Gabriele Lavia, padre fragile sul palcoscenico
Protagonista e regista del testo di Strindberg in scena al Quirino «L’ipotesi che la moglie abbia avuto il figlio da un altro diventa un abisso in cui precipitano tutti»
La tecnica si è imposta, tutto ciò che è possibile accade. E chissà, un giorno, anche un maschio potrà partorire con un utero trapiantato. Per fortuna io non farò in tempo a vederlo
Un uomo e la sua paternità offuscata da un atroce dubbio. È ciò che accade al capitano di cavalleria Adolf, ed è proprio la moglie Laura a instillare nel suo animo il sospetto che non sia il padre della figlia Berta. «Il
padre di August Strindberg, in fondo, ha una trama banale», osserva Gabriele Lavia che ne è protagonista e regista al Teatro Quirino da martedì, con Federica Di Martino nel ruolo della consorte. «Tanto banale, apparentemente, quanto profondamente tragica. Una storia di tradimento coniugale, l’ipotesi che la moglie abbia avuto sua figlia da un altro, un intreccio che si può ritrovare in tanto altro teatro, eppure nelle mani del grande autore svedese diventa un abisso in cui precipitano tutti i personaggi: è la perdita di ogni certezza». Lo spettacolo è prodotto dalla Fondazione Teatro della Toscana.
«Laura è una donna che castra - ragiona Di Martino - Si potrebbe definire una cattiva a tutto tondo, una schiacciatrice del maschio, ma la mia difficoltà è fare di lei anche una vittima degli eventi». L’intrigo scaturisce dall’incomprensione tra i due coniugi: lui, il Capitano, è un tipo intransigente che mal sopporta le ingerenze della moglie nell’educazione di Berta, figlia poco più che adolescente cui è molto affezionato. «Laura, pur vivendo in una società patriarcale, non cede continua l’attrice - non subisce le imposizioni del marito, reagisce duramente e arriva al punto di azzerarlo come padre, come uomo. Nella lotta tra i sessi, è lei la vincitrice: prevale il matriarcato. In ciò risiede l’attualità del testo».
Una torbida vicenda familiare, dove sembrano emergere le morbosità di certe trame del futuro Luigi Pirandello. «È vero - conferma Lavia - Nel
Padre c’è una battuta che Pirandello riprese, para para, mettendola in una sua novella. Non c’è dubbio, il drammaturgo siciliano conosceva molto bene le opere di Strindberg, evidentemente lo sentiva molto vicino nelle tematiche trattate. A cominciare dal mistero della paternità: a quell’epoca non esisteva la possibilità di analizzare il dna, dunque non si poteva sapere con assoluta certezza l’origine di un figlio. Nel testo dell’autore svedese esistono battute esplicite su questo problema: la paternità è solo contrattuale, e per questo il matrimonio si fonda sulla fedeltà “legale” della moglie.
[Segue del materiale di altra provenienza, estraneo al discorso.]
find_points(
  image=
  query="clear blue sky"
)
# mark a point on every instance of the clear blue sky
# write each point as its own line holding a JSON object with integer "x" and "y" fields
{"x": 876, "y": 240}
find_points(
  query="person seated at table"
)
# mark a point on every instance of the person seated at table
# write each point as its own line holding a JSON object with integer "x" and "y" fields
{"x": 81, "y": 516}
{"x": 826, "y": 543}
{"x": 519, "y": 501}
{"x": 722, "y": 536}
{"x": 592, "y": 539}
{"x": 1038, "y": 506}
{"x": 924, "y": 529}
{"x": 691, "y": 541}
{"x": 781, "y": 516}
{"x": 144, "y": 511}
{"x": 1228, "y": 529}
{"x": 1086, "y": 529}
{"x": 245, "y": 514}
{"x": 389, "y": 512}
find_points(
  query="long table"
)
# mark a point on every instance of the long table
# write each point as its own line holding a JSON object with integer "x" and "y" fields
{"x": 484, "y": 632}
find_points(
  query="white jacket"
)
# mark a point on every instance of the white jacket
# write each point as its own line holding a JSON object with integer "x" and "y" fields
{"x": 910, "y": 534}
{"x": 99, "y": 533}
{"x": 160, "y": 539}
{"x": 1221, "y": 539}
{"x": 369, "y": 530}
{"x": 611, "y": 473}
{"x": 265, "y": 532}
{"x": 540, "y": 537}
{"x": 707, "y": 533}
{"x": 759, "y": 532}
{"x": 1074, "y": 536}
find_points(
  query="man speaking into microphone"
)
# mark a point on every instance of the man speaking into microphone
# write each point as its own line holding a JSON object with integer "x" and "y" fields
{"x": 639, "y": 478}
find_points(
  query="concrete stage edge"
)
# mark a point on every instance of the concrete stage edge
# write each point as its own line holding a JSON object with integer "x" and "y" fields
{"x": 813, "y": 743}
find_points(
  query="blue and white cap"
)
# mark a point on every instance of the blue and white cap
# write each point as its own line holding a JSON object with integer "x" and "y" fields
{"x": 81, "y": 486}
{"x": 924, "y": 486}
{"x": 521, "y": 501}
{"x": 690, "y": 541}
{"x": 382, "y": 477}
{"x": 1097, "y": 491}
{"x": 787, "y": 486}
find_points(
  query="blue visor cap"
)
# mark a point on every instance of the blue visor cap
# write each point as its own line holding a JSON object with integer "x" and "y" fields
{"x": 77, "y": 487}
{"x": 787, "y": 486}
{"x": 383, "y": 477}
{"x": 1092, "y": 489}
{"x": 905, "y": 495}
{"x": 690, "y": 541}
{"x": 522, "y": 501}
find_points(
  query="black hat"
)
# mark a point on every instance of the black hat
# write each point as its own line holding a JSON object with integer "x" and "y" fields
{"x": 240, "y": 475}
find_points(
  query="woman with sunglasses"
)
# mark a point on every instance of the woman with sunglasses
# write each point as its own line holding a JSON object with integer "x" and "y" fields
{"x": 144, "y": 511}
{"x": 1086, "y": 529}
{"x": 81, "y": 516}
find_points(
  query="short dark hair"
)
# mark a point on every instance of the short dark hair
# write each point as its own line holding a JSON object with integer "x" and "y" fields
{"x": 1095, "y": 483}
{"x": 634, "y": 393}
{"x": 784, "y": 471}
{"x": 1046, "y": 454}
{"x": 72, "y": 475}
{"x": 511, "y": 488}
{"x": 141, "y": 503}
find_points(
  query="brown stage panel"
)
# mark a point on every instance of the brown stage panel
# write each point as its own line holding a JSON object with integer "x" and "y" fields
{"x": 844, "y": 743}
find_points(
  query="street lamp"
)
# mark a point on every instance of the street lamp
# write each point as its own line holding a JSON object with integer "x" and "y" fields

La certezza è solo legale, ma l’incertezza resta, ed è profonda. Il problema diventa filosofico, entra nel tunnel dell’incertezza dell’”essere”. E il Capitano sprofonda nella follia».
A quell’epoca non si poteva analizzare il dna. Oggi sì però, con le varie pratiche di fecondazione assistita, sono sorte nel mondo associazioni dei «figli della provetta» che reclamano il diritto a conoscere le loro vere origini. «A me sembra francamente un eccesso - commenta Lavia - Non vedo tutta questa necessità di ricorrere ossessivamente a tali pratiche: ci sono tanti bambini orfani sparsi nel mondo, perché non facilitare le adozioni? La tecnica ha preso il sopravvento, tutto ciò che è tecnicamente possibile accade. E chissà, forse un giorno, anche un maschio potrà partorire con un utero trapiantato. Per fortuna io non farò in tempo a vederlo».